A path she had already taken, if you look closely, at the age of six, when she appeared in a Fendi commercial, dressed in a beaver bomber jacket and wearing a matching hat. The same one she had spotted and taken over when Karl Lagerfeld, author of this now well-known FF logo, at the helm, where the visual chiasmus (the second F is indeed upside down) stands for Fun Fur. Founded in Rome in 1925 as a company specializing in fine leather goods, Fendi was transformed into a joyful conceptual monogram when the five sisters appointed Kaiser Karl as creative director in 1965: Fun Fur now means “fun, amazing fur”.
Thus, Lagerfeld, on whose knees Silvia Venturini Fendi sat as a child, transformed fur, a bourgeois garment, into a contemporary pictorial canvas, to be colored with fluorescent or pastel shades. This typically Lagerfeldian tendency to shake up the cards of predictability is highlighted by Venturini Fendi, which has been at the helm of the brand’s youth line, Fendissime, since 1987. Subsequently, she took the reins of accessories and the men’s line. She did so without any training in drawing: she learned in the field, from the sketches of Karl Lagerfeld – who, for his part, was a caricaturist by training, a master in the art of illustration. And she does it with excellent instincts.
Skilled at capturing the zeitgeist – the spirit of the times – Silvia Venturini Fendi is the creator of the 1990s it bag, the Baguette, where the anglicism bag (bag) inflates into a loaf of soft fabric. It is an elongated clutch, with a short shoulder strap, dating from 1997, designed to be slipped under the shoulder, like a French baguette. Practical, reassuring and versatile, thousands of variants were made in the years that followed, in exotic leathers, covered with sequin mosaics or embroidered silks, up to the 2023 umbrella bag comparable to a real baguette, with transverse edges and golden crust. In 2009, Venturini Fendi was also responsible for the design of the Peekaboo bag, another it bag from Fendi, whose name – a reference to the peekaboo game I see you – evokes the “I-see-you-I-don’t-see-you” interior compartments, equipped with a system of swivel clasp pockets that force the bag to always remain partially open, while concealing its contents.

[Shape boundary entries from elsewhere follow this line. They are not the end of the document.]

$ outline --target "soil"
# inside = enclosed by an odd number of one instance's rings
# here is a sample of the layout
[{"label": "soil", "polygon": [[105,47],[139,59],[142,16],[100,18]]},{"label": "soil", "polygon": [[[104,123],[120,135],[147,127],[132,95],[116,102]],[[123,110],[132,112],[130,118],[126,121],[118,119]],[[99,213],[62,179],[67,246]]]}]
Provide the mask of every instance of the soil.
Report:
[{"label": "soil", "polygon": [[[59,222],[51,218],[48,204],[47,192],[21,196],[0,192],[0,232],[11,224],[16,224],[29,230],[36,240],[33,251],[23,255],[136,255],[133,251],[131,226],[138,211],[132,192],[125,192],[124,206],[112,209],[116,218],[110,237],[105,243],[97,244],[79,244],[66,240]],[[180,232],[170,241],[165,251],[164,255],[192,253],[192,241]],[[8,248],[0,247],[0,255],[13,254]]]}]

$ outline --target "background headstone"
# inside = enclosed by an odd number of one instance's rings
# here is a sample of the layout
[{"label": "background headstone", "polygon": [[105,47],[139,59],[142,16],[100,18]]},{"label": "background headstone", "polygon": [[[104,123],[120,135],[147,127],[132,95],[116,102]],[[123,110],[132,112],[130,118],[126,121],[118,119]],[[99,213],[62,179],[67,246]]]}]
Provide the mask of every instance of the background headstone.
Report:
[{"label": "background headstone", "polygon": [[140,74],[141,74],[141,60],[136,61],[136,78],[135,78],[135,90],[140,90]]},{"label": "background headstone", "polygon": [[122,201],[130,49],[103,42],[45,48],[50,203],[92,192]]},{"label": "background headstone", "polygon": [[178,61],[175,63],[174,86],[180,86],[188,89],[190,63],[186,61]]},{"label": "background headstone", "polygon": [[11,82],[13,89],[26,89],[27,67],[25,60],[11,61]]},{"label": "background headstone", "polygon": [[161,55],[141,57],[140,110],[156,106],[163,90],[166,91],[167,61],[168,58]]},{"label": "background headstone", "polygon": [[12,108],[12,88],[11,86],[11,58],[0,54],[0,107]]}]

Venturini Fendi keeps coming back to her creations: she looks for new treatments of leather, recovers old forgotten techniques, experiments with embroidered linen, fringes, engravings, interchangeable handles, vegetable leathers and “chameleon” leathers, which change color like the animal. At the same time, with the men’s line, she questions gender codes: as a child, she always preferred navy blue to pink, why shouldn’t the opposite be true? So here she is designing men’s pants in transparent nylon and revealing abdominals. As the neopop and neominimal that she is, she applies playful icons to volumes with surgical cuts, introduces the masculine to the pleasure of color, animating geometric silhouettes with fun prints and neon tones.
Like a true time traveller, she mixes the tradition of Italian tailoring with the entertainment of streetstyle. Hostile to perfection, she combines tuxedos with jogging pants, makes shirts in torn faux denim (actually worked leather) or white faux cotton (actually suede), offers pastel suits and trouser skirts, applies imitation crocodile panels (actually neoprene) to biker jackets. “I like my normality with a touch of perversion,” she admits.
When, in 2019, on the death of Karl Lagerfeld, after a fifty-year partnership – the longest collaboration in the history of fashion – Silvia Venturini Fendi took charge of the women’s collection for Fall/Winter 2020-2021, she did so by once again breaking stereotypes. What she had done until now with men, she applies to women, by having more size and mature models parade, in opposition to the diktat of size thirty-eight. She widened the sleeves like inflatable balloons, freed corsets from the anathema of constriction to make them weapons of seduction in the hands of the female army, and applied the boudoir aesthetic all in lace and lingerie to the dresses of the meeting rooms.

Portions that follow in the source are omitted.